Welcome to New Zealand Hymenoptera
Welcome to my website on New Zealand's "stinging wasps" (Hymenoptera: Aculeata).
This is a group which are composed of ants, bees, social wasps, and a number of other groups. They are characterised by the modification of the ovipositor into a sting. Other Hymenoptera (parasitoids) deposit their eggs via an ovipositor, but in stinging wasps eggs are laid from the base of their sting and the ovipositor is used instead to inject venom into prey and for defence.
These groups are some of the most common Hymenoptera found in New Zealand, and although it seems there are many species of stinging wasps in New Zealand (151 species), they are very poorly represented. In fact many groups that are commonly found around the world are not present in New Zealand. Also about half of these species (and half of the genera) have become accidentally introduced through human trade, or a few have been introduced for pollination of crops.

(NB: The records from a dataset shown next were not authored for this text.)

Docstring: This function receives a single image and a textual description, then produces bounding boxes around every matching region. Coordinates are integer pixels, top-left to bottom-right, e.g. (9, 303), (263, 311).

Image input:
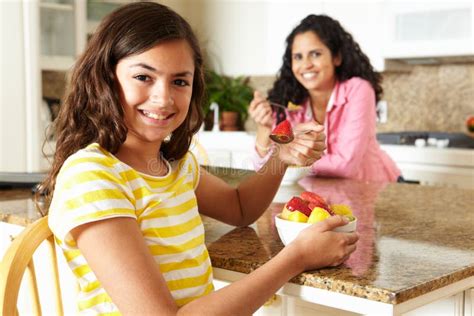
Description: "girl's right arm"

(71, 216), (358, 315)
(249, 91), (274, 157)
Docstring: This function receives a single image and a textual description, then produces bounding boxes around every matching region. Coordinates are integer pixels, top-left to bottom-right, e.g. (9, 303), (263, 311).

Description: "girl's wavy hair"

(268, 14), (383, 104)
(39, 2), (204, 211)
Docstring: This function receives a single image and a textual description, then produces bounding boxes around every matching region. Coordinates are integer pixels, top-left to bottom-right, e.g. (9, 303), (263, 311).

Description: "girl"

(43, 2), (358, 315)
(249, 15), (400, 182)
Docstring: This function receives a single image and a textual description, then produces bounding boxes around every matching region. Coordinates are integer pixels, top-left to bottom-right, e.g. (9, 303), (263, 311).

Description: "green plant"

(204, 70), (253, 126)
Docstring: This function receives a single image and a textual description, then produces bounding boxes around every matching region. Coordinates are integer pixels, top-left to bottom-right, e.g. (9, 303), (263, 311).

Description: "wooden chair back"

(0, 216), (64, 316)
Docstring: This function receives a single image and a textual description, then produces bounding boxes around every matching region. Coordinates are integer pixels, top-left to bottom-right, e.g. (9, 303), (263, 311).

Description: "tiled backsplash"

(43, 63), (474, 132)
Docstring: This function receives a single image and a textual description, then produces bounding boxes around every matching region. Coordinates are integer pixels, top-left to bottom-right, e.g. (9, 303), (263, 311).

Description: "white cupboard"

(191, 132), (474, 189)
(382, 0), (474, 62)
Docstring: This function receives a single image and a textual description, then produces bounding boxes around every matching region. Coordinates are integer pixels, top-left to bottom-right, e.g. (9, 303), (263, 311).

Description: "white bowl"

(275, 213), (357, 246)
(281, 166), (311, 185)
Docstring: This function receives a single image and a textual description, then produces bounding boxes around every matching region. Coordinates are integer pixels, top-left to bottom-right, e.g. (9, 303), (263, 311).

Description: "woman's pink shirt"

(253, 77), (401, 182)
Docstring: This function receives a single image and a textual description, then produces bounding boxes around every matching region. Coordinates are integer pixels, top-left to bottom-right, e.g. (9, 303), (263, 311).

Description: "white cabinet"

(191, 132), (255, 170)
(0, 0), (85, 172)
(191, 132), (474, 189)
(382, 0), (474, 58)
(381, 145), (474, 189)
(37, 0), (86, 71)
(322, 0), (385, 71)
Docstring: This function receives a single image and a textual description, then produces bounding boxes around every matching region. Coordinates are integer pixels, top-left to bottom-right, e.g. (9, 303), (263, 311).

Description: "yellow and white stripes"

(49, 144), (213, 315)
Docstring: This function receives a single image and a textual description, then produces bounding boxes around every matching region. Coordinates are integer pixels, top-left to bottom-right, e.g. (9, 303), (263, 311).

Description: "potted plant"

(204, 70), (253, 131)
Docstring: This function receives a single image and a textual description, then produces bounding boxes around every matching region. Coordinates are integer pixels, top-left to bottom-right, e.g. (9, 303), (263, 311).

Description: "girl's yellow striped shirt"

(49, 143), (213, 314)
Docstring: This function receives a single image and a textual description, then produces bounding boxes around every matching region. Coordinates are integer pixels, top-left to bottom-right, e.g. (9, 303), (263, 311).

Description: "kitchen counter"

(0, 168), (474, 313)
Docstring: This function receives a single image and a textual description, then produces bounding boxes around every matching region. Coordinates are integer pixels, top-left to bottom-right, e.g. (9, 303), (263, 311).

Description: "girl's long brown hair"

(38, 2), (204, 213)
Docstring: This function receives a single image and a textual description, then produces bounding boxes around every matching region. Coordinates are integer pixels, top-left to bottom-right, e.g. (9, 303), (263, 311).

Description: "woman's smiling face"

(115, 39), (194, 144)
(291, 31), (341, 91)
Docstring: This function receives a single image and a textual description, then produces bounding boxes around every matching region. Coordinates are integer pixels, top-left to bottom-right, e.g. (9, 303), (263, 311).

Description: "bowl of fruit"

(275, 191), (357, 246)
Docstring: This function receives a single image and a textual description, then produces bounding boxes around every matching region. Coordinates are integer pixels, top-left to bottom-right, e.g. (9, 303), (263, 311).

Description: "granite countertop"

(0, 168), (474, 304)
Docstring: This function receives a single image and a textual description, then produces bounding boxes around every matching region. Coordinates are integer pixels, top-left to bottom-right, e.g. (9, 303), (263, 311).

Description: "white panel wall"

(0, 1), (27, 171)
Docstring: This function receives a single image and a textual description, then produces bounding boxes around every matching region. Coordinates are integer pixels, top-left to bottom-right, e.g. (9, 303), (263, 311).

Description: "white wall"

(173, 0), (384, 76)
(0, 1), (27, 171)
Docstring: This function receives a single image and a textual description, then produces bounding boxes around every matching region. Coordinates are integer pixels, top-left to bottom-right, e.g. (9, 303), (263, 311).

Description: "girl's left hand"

(277, 122), (326, 166)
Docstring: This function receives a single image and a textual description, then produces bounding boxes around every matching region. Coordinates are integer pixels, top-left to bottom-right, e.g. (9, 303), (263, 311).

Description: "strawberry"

(300, 191), (334, 215)
(466, 115), (474, 132)
(285, 196), (311, 216)
(270, 120), (295, 144)
(300, 191), (326, 204)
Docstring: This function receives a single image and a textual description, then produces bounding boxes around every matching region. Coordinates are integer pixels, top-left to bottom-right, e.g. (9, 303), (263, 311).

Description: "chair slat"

(25, 260), (41, 316)
(46, 235), (64, 315)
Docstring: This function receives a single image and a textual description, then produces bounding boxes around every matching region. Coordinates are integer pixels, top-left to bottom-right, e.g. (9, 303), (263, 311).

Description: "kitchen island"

(0, 168), (474, 316)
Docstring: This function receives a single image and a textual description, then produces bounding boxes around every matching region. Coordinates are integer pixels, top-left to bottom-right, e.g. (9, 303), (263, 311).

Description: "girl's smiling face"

The stinging wasps are among the best known Hymenoptera in New Zealand, with species-level revisions of Pompilidae (Harris 1987); Sphecidae (includes Crabronidae) (Harris 1994); Dryinidae (Olmi 2007); Apoidea (Donovan 2007); and Bethylidae (Ward 2013). Excellent information is also available on ants (Don 2007; NZ ants factsheets) and ants and social wasps via the Landcare Research Invasive Invertebrate website.